Nesta ponta de mundo algo particular o chama atenção. Um abrigo natural, troncos entre pedras, a distância, confuso não entende se aquilo é uma preexistência ou se foi meticulosamente engendrada para disfarçar o peso do mundo. Ao lado dela uma enorme pedra confunde ainda mais esta inusitada situação. Lá dentro é possível se refrescar do impetuoso calor tropical, enquanto deixa seu corpo se acalmar contempla a vista e o som da natureza. Contempla o céu, os pássaros, o dançar sincronizado das folhas. Imagina dali o fundo do mar, as estrelas que lá existem e, aparentemente imóveis, na verdade caminham sorrateiramente pelas profundezas do oceano distribuindo suas cores vibrantes para os peixes atentos.
Com o acalmar dos olhos o viajante avista novamente outro caminho de pedras, similar a aquele percorrido por ele anteriormente, mas agora de escala reduzida e incrustado na montanha. Reflete sobre o engendramento das pedras, há diferença entre elas, o que elas me contam além se seu próprio peso?

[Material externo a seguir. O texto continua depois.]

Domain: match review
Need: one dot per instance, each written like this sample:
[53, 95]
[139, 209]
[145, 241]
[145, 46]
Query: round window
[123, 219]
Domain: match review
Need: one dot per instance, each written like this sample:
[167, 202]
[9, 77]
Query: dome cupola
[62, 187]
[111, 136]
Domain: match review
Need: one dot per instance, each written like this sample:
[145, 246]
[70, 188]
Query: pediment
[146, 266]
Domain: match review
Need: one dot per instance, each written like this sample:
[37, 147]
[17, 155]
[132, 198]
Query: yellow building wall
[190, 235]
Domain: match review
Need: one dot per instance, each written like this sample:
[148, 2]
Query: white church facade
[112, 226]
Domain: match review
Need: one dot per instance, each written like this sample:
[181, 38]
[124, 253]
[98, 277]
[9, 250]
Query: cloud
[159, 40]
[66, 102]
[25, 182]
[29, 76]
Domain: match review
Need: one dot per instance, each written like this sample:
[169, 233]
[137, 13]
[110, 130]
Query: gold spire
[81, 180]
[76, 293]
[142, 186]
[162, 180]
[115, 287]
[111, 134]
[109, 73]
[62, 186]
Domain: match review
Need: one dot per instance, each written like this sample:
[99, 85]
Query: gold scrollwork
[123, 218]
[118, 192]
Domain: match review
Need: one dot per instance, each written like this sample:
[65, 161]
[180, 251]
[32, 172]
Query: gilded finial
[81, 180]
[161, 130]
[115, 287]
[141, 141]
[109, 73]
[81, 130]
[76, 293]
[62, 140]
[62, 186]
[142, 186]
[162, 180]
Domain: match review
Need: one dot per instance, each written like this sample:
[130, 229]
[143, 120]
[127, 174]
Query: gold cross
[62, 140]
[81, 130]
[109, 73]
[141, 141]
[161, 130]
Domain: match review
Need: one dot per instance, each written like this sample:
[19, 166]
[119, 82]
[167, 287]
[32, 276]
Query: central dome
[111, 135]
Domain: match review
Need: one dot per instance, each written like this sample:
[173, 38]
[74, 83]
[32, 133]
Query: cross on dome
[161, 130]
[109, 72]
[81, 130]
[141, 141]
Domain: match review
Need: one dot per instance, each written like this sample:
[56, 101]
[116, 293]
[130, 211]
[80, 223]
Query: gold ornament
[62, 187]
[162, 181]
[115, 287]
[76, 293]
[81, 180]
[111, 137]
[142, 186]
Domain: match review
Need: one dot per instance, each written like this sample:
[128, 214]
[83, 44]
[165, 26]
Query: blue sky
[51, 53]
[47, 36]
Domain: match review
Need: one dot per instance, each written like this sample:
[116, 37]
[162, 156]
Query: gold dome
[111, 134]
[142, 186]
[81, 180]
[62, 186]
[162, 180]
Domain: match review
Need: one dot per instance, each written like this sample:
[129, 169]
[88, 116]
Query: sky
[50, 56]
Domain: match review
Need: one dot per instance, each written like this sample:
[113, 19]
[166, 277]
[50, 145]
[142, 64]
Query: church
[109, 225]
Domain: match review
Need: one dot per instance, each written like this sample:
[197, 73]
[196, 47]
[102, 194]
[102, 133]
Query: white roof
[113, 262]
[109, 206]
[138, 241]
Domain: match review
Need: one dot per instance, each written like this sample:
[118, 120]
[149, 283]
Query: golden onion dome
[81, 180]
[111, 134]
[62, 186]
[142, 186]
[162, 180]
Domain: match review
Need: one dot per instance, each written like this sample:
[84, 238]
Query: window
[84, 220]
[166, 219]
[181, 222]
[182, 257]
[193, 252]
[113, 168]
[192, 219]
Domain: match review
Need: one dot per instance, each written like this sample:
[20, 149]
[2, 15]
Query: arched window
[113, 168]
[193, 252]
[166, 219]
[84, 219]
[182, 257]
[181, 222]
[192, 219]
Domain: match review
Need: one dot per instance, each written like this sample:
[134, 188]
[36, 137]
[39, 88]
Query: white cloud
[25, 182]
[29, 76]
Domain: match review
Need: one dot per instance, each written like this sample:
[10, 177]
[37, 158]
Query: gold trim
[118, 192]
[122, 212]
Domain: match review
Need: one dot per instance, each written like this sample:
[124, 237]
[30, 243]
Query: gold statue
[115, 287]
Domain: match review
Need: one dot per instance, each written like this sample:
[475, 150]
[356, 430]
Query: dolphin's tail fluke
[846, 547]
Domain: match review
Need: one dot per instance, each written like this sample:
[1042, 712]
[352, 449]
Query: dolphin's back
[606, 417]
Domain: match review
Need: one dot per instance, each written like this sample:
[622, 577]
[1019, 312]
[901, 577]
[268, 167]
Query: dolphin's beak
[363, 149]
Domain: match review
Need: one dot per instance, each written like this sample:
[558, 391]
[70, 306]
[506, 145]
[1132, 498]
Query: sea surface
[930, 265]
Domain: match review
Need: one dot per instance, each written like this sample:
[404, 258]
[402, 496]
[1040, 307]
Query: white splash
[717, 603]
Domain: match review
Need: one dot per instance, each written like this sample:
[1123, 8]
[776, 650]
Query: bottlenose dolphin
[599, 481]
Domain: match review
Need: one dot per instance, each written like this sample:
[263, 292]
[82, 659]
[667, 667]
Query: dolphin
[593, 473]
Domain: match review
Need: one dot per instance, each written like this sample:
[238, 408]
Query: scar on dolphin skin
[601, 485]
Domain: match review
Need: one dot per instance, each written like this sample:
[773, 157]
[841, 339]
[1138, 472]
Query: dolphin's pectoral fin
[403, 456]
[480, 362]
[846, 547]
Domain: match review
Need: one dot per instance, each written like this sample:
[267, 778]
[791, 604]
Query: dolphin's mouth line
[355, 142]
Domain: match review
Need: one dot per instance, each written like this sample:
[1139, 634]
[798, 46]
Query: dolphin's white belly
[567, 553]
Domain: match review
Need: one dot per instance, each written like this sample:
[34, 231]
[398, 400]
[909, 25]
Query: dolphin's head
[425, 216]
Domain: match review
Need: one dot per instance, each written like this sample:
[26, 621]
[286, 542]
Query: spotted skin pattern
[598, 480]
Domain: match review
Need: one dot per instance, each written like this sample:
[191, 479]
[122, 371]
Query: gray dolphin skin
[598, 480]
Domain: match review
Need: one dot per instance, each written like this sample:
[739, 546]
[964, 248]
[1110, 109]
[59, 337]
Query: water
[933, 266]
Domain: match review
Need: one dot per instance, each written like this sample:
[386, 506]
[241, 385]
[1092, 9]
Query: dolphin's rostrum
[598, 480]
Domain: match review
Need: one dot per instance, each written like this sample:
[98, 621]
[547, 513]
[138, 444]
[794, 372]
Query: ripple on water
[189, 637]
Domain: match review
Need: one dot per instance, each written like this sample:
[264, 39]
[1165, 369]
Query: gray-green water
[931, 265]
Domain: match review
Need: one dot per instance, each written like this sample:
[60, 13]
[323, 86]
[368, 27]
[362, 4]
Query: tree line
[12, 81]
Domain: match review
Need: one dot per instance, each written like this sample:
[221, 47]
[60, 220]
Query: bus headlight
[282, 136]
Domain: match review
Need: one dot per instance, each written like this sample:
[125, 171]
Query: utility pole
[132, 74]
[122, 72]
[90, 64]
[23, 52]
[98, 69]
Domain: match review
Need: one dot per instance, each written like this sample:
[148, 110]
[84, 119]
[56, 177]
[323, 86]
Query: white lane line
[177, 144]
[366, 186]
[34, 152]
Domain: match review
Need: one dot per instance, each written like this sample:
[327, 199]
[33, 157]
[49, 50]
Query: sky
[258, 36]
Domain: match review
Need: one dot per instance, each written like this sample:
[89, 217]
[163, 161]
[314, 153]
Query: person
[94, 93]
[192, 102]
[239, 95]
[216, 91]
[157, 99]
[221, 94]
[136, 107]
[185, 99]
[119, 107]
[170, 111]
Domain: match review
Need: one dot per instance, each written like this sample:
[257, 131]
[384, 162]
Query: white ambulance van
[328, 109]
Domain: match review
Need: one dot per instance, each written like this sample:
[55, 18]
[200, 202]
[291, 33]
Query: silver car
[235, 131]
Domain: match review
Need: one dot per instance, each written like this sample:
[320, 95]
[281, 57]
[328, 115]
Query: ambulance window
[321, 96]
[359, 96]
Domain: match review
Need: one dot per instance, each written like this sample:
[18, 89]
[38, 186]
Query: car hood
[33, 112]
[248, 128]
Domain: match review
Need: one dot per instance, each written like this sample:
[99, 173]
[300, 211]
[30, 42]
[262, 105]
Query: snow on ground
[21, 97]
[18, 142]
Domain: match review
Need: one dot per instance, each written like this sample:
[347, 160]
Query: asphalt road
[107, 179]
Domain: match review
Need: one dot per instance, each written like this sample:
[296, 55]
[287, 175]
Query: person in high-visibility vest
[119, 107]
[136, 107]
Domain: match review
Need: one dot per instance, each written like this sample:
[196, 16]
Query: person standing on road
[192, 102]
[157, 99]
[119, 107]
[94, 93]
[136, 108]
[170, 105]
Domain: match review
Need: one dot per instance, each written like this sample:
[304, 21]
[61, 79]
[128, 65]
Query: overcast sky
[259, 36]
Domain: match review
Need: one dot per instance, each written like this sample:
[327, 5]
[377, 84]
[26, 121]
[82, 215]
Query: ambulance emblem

O viajante inquieto continua seu caminhar e reflete sobre essa a recente histórias das pedras e o caminho que elas o possibilitaram percorrer. No entanto, agora o caminho o leva em direção oposta. A cada passo o viajante se encontra mais distante verticalmente do mar, e mais longe seu olhar avista. Por entre palmeiras mira o horizonte, como se o mundo não acabasse mais, contempla a tímida curvatura da terra e os distintos azuis do céu.
Após pausas constantes para contemplar a vista o viajante continua seu caminhar, agora curvo em direção ao centro da montanha. Quanto mais fechada a curva mais rápido é seu caminhar, como que pela geometria do caminho pegasse velocidade em direção onde deveria chegar. Quando menos espera, uma nova clareira se apresenta no olhar guiado ao céu pela declividade do terreno. Na rés do chão pedras eclodem em direção ao céu e com formas variadas suportam uma estrutura por ele nunca antes vista. Uma estrutura suspensa que por sua ligeireza tenta voar, mas é impedida por estar conectada às pedras que lá existem. Cogita ser uma árvore mas, assim como o engendramento a pouco visto, entende que aquele objeto não é do acaso e sim de uma força premeditada. Analisa cuidadosamente os detalhes daquela instalação precisa, as vistas que ela permite e sua delicadeza em não tocar o solo, tudo se suspende pelas rochas, observa. Uma suspensão gravitacional em plena floresta. E por fim cogita, será que as pedras são o peso do mundo que suportam nossa leveza?
Something special catches his eye in this small corner of the world. A natural shelter, tree trunks amidst rocks. From a distance, confused, he cannot understand if it is a pre- existence or something meticulously devised to camouflage the weight of the world. Alongside, a huge rock further confounds this strange situation. Inside, he can cool down from the pounding tropical heat while letting his body calm down and take in the sights and sounds of nature. Watch the sky, the birds, the synchronized dancing leaves. From here, he can imagine the seabed and starfish on it which seem immobile but are actually moving stealthily through the depths of the water, spreading their vibrant colours amidst the attentive fish.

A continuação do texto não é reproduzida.